Since 1971, when the first panel-reactive antibody (PRA) tests were performed (1), we have been limited in identifying specificities in human leukocyte antigen (HLA) antisera by the fact that the sera had to be tested against whole cells containing multiple specificities of the A, B, C, and DR loci, or antigen extracts, which also contained multiple specificities that had been isolated from cells. In many cases, especially for high PRA sera, the specificities could not be defined by these tests. The ideal test would have a single antigen per reaction. In 1979, Parham purified HLA A2 and HLA B7 antigens by reacting cell extracts with monoclonal antibodies (mAbs) attached to affinity columns (2). We and other investigators (3–9) have used this method to produce antigens for antibody testing. However, the method is limited by the number of specific mAbs available and by the problem of reactions of different antigens with shared common epitopes. In 2000, 20 years later, Barnardo et al. described the production of HLA A2 and B8 using recombinant antigens produced in Escherichia coli (10). They showed that the A2 and B8 antigens produced would react with antisera against these specificities. They concluded that glycosylation was not necessary in producing antigens to be used for antibody characterization. However, this may not be generally true for all HLAs, because posttranslational modifications are essential for the function of many of the glycoproteins. In addition, the unfolded HLA produced in the E. coli expression system requires a refolding process that involves the association of exogenous beta-2 microglobulin to obtain correctly folded, functional recombinant HLA protein. As another approach, we developed a mammalian cell expression system of HLA-transfected cells. This system provides all of the crucial elements, including posttranslational modification, to produce mature glycosylated HLAs that are indistinguishable from native HLA class I antigen. By using this system, we describe the construction of a comprehensive panel of 110 single antigens and their application to a flow cytometry assay for detection of HLA antibodies. By examining high PRA sera reacting to more than 90% of the regular cell panel, we show that the single antigen panel facilitates the accurate assignment of HLA antibody specificities.
MATERIALS AND METHODS
Cloning and Obtaining Human Leukocyte Antigen Transfectants
Complementary DNAs (cDNAs) encoding specific HLA class I were generated by reverse transcription of mRNA isolated from Epstein-Barr virus (EBV) cell lines.
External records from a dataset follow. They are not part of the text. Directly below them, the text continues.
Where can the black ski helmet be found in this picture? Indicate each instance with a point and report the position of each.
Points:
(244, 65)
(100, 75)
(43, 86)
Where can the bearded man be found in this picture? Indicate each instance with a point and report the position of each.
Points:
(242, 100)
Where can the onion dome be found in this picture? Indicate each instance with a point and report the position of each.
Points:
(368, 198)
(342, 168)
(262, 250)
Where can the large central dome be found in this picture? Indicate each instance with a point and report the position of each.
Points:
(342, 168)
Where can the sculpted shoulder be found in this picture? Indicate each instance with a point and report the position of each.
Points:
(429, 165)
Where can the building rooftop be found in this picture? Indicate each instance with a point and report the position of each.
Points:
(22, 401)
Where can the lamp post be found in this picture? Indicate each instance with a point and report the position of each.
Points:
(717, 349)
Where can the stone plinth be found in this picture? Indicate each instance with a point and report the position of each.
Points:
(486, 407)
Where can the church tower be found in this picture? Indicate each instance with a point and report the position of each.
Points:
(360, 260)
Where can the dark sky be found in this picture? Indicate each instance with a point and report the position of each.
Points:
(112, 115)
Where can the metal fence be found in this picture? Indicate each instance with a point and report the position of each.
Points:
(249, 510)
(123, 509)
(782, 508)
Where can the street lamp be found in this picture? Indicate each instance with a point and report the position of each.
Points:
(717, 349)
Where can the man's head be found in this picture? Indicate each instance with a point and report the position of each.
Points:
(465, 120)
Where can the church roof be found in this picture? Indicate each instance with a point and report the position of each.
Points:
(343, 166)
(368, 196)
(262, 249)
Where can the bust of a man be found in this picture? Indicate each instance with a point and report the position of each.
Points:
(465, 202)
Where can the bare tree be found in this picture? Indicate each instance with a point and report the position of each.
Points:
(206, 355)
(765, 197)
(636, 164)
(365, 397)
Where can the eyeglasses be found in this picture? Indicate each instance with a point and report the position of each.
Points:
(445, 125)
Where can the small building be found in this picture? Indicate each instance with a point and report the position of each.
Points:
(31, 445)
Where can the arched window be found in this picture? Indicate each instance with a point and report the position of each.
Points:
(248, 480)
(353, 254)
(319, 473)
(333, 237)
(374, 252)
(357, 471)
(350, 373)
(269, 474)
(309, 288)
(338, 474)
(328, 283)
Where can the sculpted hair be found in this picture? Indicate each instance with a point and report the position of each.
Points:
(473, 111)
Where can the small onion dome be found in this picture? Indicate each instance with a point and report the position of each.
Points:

The cDNA was amplified with polymerase chain reaction (PCR) with Taq polymerase (Invitrogen, Carlsbad, CA) using HLA class I specific primer pairs and cloned into an expression vector driven by the Rous sarcoma virus promoter (11). The resultant HLA cDNA clones were verified by sequence analysis and transfected by electroporation into a human cell line that lacks expression of HLA class I antigens (12). All cells were maintained in Roswell Park Memorial Institute 1640 medium (Irvine Scientific, Santa Ana, CA) supplemented with 15% fetal calf serum (Irvine Scientific). For transfection, 5×106 host cells and 20 μg of plasmid were electroporated in 500 μL medium. Transfected cells were incubated for 48 hr before addition of 800 μg/mL G418 (CalBioChem, San Diego, CA) for selection of positive transfectants. Functional single HLAs expressed by each of the HLA transfectants were detected by specific reaction with fluorescein isothiocyanate (FITC) conjugated or biotinylated HLA mAbs (One Lambda, Inc., Canoga Park, CA), and 105 cells were incubated with 10 μL conjugated mAb for 30 min at 4oC. The cells were washed three times with 1 mL phosphate-buffered saline (PBS) and pelleted by centrifugation at 350g for 5 min. If biotinylated mAb was used, 100 μL streptavidin-FITC was added to the cell pellet, and the cells were incubated for 30 min at 4oC. Cells were then washed three times with 1 mL PBS and pelleted by centrifugation at 350g for 5 min. The cell pellets were added with 0.5 mL fixing solution (PBS with 0.5% formaldehyde) and then analyzed on a flow cytometer by collecting 5000 green fluorescence events. Positive reactions showed FL1 channel shifts.
DNA Typing Confirmation of the Transfectants
Genomic DNA was extracted from approximately 2×106 HLA-transfectant cells using the QIAamp DNA Blood Mini Kit (Qiagen, Hilden, Germany). The final concentration of the isolated DNA was adjusted to 100 ng/μL. DNA typing of the HLA-transfectant was performed by PCR using the Micro SSP DNA Typing Trays (One Lambda, Inc.) with 0.25 units of recombinant Taq polymerase (Hoffman-LaRoche, Basel, Switzerland) per reaction well. The PCR reaction mixture was subjected to electrophoresis on a 2.5% agarose gel (FMC Seakem LE) prepared using the Micro SSP Gel System (One Lambda, Inc.). DNA fragments were detected by staining with ethidium bromide and photographed using an ultraviolet transilluminator (Alpha Innotech Corp., San Leandro, CA).
Detection of Single and Native Human Leukocyte Antigen on Antigen-Coated Beads with Monoclonal Antibodies
HLAs were purified by cell lysis and affinity chromatography (3) using EBV cell lines for native HLAs and transfectants for the single HLAs and then coated onto microbeads as previously described (5,6). Eight different color-coded microbeads, which were coated with different individual HLAs, were mixed together. The bead mixture (5 μL) was diluted to 90 μL with PBS and incubated with 10 μL biotinylated mAbs for 30 min at 4oC. The beads were washed three times with 1 mL PBS, pelleted by centrifugation at 9000g for 2 min, and then 100 μL streptavidin-FITC was added and incubated for 30 min at 4oC. The beads were washed three times with 1 mL PBS, pelleted by centrifugation at 9000g for 2 min, and then fixed with 0.5 mL fixing solution. The green and yellow fluorescence of 5000 events was then analyzed on a flow cytometer. Positive reactions showed FL1 channel shifts.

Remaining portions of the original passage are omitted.